Four-Index Architecture

The Standard Approach: Three Indexes

Every RDF triplestore maintains three permutation indexes over its triples. Each index sorts the same data in a different key order, enabling efficient lookups regardless of which positions are bound in a query pattern:

Index	Key Order	Answers
SPO	Subject → Predicate → Object	"What does Alice know?" (star-shaped queries, prefix scan on subject)
POS	Predicate → Object → Subject	"Who is a Person?" (type lookups, reverse resolution)
OSP	Object → Subject → Predicate	"What links to Tokyo?" (reverse traversal, incoming edges)

All three indexes store the same triples — they are redundant by design. The cost is 3× storage; the benefit is that any triple pattern can be resolved by a prefix scan on the appropriate index, never requiring a full table scan.

The Problem: Vectors Don't Fit

When you add vector search to a triplestore, the traditional approach is to bolt on a separate vector database. This creates two systems with different APIs, different storage, and a JSON handoff between them. The query planner has no visibility into the vector index — it can't reason about whether to use the HNSW index or the SPO index for a given pattern.

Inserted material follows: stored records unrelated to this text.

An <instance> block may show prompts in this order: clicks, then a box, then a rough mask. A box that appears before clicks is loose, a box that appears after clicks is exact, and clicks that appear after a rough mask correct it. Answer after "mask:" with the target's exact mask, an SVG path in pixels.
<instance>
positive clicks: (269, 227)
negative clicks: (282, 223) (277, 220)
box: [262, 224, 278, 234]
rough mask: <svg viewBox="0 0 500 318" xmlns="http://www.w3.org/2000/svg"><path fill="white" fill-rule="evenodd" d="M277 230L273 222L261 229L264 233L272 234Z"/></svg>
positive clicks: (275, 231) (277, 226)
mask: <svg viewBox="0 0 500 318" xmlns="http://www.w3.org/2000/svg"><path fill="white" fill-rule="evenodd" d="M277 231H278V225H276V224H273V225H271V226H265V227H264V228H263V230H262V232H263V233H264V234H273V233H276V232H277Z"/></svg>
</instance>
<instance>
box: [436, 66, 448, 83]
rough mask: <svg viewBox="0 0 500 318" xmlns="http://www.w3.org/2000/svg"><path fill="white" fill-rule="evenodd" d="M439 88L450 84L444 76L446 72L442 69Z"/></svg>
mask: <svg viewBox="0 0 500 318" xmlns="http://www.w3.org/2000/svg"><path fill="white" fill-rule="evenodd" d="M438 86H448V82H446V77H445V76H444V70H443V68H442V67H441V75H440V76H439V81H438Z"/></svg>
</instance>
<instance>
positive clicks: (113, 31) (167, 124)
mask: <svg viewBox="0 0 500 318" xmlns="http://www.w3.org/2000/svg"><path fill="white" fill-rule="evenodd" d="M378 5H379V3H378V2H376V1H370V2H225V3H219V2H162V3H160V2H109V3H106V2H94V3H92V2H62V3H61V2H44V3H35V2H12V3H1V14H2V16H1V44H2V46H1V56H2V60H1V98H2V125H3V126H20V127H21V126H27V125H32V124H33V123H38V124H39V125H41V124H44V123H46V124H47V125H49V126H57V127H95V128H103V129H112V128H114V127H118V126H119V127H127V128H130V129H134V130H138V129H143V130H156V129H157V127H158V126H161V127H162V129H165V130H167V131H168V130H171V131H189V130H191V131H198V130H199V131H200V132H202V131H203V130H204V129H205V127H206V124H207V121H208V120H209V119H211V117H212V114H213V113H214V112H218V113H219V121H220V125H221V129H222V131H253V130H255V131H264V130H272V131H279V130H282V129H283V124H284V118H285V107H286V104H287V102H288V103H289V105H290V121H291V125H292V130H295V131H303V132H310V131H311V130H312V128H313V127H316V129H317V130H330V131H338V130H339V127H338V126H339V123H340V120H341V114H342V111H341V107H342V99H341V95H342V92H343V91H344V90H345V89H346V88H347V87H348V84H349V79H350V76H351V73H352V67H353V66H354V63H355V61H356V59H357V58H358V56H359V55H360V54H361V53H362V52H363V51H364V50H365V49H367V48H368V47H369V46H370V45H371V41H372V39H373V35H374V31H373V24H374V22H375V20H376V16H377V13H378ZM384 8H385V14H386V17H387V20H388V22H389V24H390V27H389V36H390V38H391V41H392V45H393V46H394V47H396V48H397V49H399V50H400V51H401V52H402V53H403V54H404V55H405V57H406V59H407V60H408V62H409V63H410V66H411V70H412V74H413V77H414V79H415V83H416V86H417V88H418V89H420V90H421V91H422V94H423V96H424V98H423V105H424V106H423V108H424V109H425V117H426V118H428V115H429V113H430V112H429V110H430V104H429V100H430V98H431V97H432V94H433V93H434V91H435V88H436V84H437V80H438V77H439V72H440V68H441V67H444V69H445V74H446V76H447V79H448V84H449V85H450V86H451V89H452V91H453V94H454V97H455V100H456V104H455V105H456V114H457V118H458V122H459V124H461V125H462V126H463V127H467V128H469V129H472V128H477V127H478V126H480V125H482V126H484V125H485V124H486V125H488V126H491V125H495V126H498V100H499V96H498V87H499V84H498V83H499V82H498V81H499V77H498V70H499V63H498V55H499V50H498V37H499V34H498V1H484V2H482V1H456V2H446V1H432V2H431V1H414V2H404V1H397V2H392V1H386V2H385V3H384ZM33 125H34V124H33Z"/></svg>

Loka's Approach: HNSW as a Fourth Index

Loka treats the HNSW index as a fourth index type that sits alongside SPO/POS/OSP. The query planner sees all four indexes and chooses the best access path for each pattern:

Index	Key Order	Data Structure	When Used
SPO	Subject → Predicate → Object	B-tree / LSM	Star-shaped queries, entity lookups
POS	Predicate → Object → Subject	B-tree / LSM	Type lookups, reverse resolution
OSP	Object → Subject → Predicate	B-tree / LSM	Reverse traversal, incoming edges
VECTOR(p)	One per vector predicate	HNSW graph	Approximate nearest neighbor search

How It Works

When a vector predicate (e.g., :hasEmbedding) is declared, Loka creates an HNSW index for that predicate. The vector literal is stored as a regular triple in SPO/POS/OSP, and the HNSW index maintains a parallel proximity graph keyed by the vector object's TermId.

The query planner's decision is straightforward:

Subject bound before VECTOR_SIMILAR: Execute the graph pattern first (SPO/POS/OSP), then filter candidates through the HNSW index.
Subject unbound: Execute the HNSW search first (returns top-k candidates), then evaluate graph patterns over those candidates.

This is the same cost-based reasoning the planner already does for SPO vs. POS vs. OSP — it just has a fourth option now.

Why This Matters

No separate vector database. One system, one storage format, one query language.
Unified query planning. The planner can interleave vector and graph operations based on cost, not API boundaries.
No JSON handoff. Results from the HNSW index are TermIds, the same type used by SPO/POS/OSP. No serialization/deserialization between systems.